A very important and interesting advantage of such foundation structures may be the possibility of their adapting to the foundation conditions, especially for weak, temporary or variable soil conditions; this, however, requires accounting for the work of the folded shell and its connection with the flexible foundation.

In the case of concrete foundation it is recommended that additional protective measures for ground water level and sulfate concentrations is needed to avoid corrosion of footing structure.

The authors suggest that deeper analyses of such structures be carried out as a follow-up to the presented research. This will inevitably contribute to further optimisation of buried shell structures and, consequently, reduce the costs of infrastructure projects which take advantage of such solutions. In terms of practical applicability, the research carried out so far supports the claim that the trend recently observed in engineering practice, i.e. the use of flexible foundations made of corrugated steel plates for buried flexible structures has no detrimental impact whatsoever on their behaviour under exploitation load.

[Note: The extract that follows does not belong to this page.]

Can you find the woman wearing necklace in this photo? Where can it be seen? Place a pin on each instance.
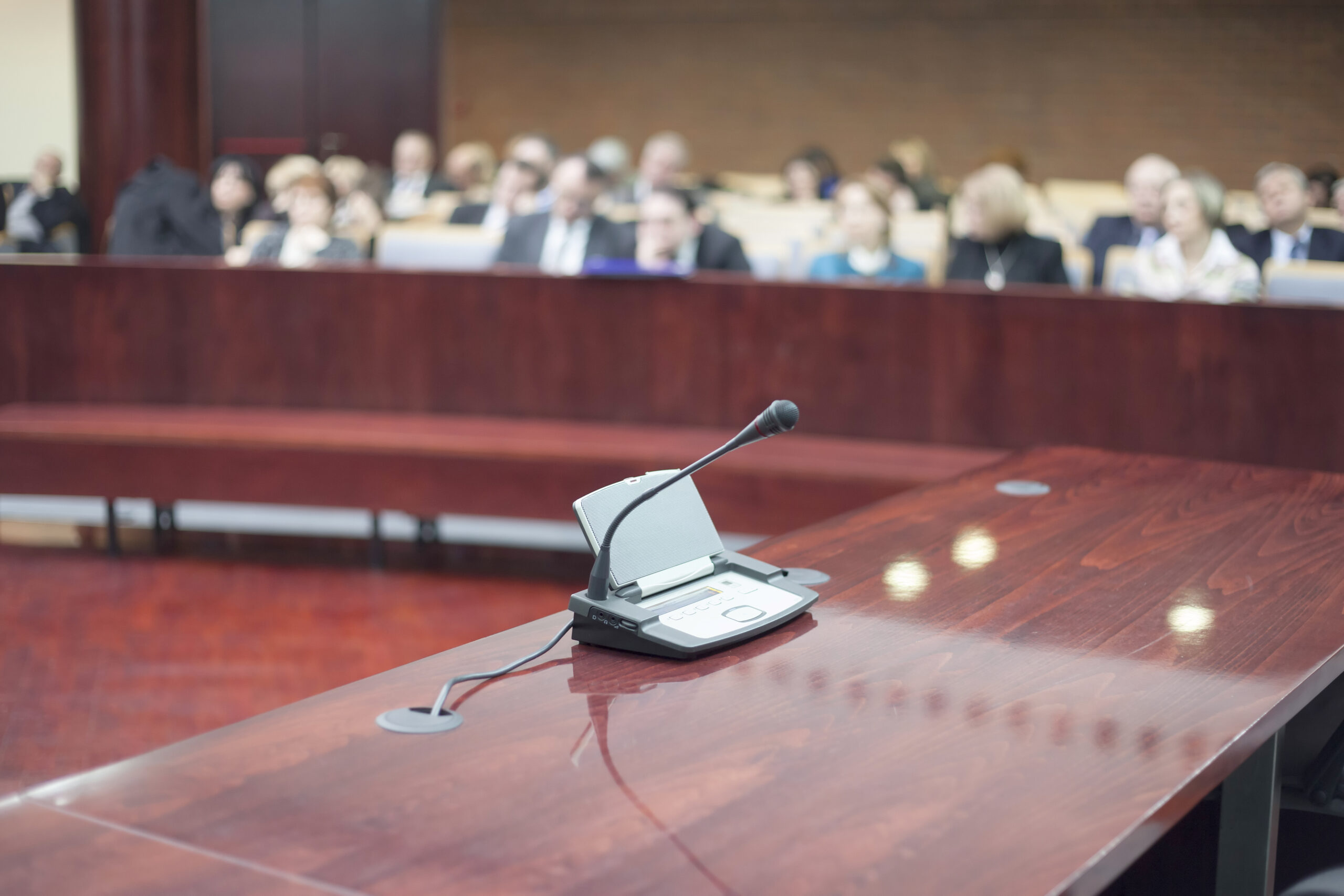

Measurement data obtained during the laboratory tests in natural scale, in addition to the basis for scientific studies, give the possibility of more accurate calibration and verification of calculations performed by analytical and numerical method such as FEM. When using FEM method, two parameters are most important: the choice of the soil model and the modeling of the concrete and steel elements. However in order to represent relevant features of the expected stress strain response in the ground, should be used for a realistic calculation of the load-settlement behaviour. The authors also point to the need for further intensified analytical and numerical studies on this foundation method.